7. Red Rashes On The Cheeks Could Be An Autoimmune Disease

Red rash on the cheeks in a butterfly distribution could be a sign of an autoimmune disease, in particular, lupus erythematosis, says Frey. In this disease, the body's immune system mistakenly attacks healthy tissue, according to Medline. However, a butterfly rash could also be due to a contact dermatitis from a topically applied cosmetic or skincare product.

8. Facial Flushing Could Mean Rosacea

Normal blushing is common, but if you experience a lot of facial flushing, it may be a result of a chronic skin condition called rosacea. "This is especially the case when associated with 'pimple-like' bumps on the cheeks," says Frey.

9. Yellow Bumps Could Mean Diabetes

High triglyceride levels could lead to yellow, waxy looking bumps on the skin, according to Prevention. It can also cause dark, velvety patches of skin on the back of your neck and arms.

10. Acne Could Mean Stress

Frequent breakouts could be caused by a number of things, but a very common one is stress.
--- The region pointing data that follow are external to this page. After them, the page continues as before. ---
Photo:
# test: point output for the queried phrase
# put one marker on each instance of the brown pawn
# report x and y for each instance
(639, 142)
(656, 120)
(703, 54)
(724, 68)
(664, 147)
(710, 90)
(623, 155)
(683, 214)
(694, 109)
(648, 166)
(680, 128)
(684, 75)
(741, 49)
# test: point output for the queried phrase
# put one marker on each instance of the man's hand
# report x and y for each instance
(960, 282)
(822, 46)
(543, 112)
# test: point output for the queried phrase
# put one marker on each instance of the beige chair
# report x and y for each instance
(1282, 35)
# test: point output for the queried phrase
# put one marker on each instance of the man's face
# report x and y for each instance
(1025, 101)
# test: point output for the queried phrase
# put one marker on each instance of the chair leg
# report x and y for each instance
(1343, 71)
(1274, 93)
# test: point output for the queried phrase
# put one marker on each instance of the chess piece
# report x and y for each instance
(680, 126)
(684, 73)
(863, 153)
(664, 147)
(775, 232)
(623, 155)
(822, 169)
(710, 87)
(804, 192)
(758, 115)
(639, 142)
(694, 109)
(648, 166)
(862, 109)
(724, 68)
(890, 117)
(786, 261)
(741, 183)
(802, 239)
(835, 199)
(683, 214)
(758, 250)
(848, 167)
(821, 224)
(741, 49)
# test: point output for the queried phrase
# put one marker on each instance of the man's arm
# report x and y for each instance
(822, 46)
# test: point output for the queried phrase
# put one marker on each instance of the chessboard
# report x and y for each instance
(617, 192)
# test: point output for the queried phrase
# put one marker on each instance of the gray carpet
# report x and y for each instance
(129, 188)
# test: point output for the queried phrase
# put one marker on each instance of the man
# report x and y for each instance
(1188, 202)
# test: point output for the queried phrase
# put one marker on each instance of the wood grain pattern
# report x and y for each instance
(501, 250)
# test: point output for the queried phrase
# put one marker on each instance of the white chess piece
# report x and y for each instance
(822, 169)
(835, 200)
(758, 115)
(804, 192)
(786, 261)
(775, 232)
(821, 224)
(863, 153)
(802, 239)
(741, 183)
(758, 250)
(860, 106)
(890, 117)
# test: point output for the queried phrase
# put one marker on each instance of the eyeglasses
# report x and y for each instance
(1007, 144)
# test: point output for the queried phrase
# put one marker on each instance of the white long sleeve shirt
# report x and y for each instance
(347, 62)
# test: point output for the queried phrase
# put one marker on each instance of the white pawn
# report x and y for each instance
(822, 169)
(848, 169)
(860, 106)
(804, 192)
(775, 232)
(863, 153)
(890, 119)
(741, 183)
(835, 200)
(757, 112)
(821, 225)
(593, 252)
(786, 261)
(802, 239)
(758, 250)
One study from Stanford found that college students had more acne flare-ups during exams, a period in which they reported more stress, compared to periods without testing.

11. A Burning Rash Could Be Shingles

"If you experience tingling or burning and a rash, it may be because of shingles," says Palmer. "It is caused by the same virus as chicken pox. The virus resides in sensory nerves and during times of stress, illness or compromised immunity it can reactivate causing a red, raised, blistering rash that is tender to the touch and in a linear pattern on the left or right side of the body."

When in doubt, always go get your skin issue checked by a doctor or a dermatologist who can give you the most accurate diagnosis.